Sadly in RPGs skill advancement is used as a scaling and reward system (it happens automatically, without time and effort, as a reward for playtime) and is also a balance concern (no player is allowed to be significantly more skilled than other players) making teachers impossible to implement. Not to say that teaching does not occur NARRATIVELY, but since actual levelling up occurs with or without it, it is very much optional fluff.
As a guy who enjoys the “defensive tanky tank” character type, it sucks that games tend to make defending bad by nature. When the aim is to drop your opponent, taking a turn off to make yourself harder to hit for a turn just doesn’t accomplish anything (outside of specific corner cases which might come up maybe twice over the course of a campaign).
Easy solution would be to make defending have some additional function beyond making you harder to hit. Perhaps it lets you recover some limited resource, or give you some bonus for your next turn. Even if it were to just last longer than one turn.
I’m a big fan of defensive abilities that let you cover your allies too. Video games have this down, but it’s a bit harder to implement in TTRPGs since the capacity for math is lower.
Profession isn’t useless if you’ve actually read the rules.
In Pathfinder and D&D 3.5ed, a Profession skill check can “answer questions related to your profession.” This means that – in addition to the other benefits of the skill – you can use it like a focused Knowledge skill (which is an extremely important subset of skills).
A professional cobbler could use a Profession check to draw conclusions from tracking rolls if the quarry is wearing boots.
A professional engineer could spot a cave-in or collapsing wall/ceiling trap before it’s sprung.
A professional soldier could have information about a mercenary company: what tactics the company employs, what weapons and armors they use, how high their morale is, how skilled their soldiers are, etc.
A professional herbalist can answer questions about poisons and potions.
A professional mason can answer questions about a dungeon’s construction, its designers, it’s purpose, etc.
Profession dates back through all of 3rd Edition, and for Star Wars d20, I forget who, I think it was Sarli, posted an article that removed Profession and altered it so that you pick a ‘profession’ and instead of rolling on Profession, the GM sets a primary and secondary skill for that Profession and a base income.
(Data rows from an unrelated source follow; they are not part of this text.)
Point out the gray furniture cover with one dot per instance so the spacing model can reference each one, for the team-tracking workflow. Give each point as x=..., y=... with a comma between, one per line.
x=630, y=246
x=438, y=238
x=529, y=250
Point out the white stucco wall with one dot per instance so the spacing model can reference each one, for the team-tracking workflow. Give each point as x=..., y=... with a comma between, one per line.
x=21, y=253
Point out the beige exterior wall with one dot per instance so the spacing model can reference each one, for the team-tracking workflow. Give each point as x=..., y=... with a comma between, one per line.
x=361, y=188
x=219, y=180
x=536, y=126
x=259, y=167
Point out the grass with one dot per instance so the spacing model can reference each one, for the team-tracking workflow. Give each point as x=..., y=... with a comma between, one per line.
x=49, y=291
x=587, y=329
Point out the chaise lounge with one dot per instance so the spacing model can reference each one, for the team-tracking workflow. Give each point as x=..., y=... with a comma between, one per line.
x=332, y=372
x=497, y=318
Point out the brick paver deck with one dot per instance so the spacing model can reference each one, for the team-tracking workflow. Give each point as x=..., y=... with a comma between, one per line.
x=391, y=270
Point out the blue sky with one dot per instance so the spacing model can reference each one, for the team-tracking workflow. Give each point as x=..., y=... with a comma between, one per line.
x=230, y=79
For example a Doctor would use Treat Injury as the Primary and Knowledge (say Alien Species or Medical Science, whatever) as secondary. The base income for a Doctor is 80 credits per week, and you roll for which ever skill you have highest, and you multiply the base by the roll result.
I forget exactly how it worked, and the article is long gone, but I have it somewhere printed out and on disk.
I just allow to use Appraise as a way to circumvent the silly rule of “selling things for half their price” by default.
If i recall correctly, Vampire world is highly political with cloak and dagger schemes and some Game of thronesque plots. One could think having Politics would be usefull to unravel them (i have played just WWtA from the old system and a little Forsaken of the new one, so im too rusty though).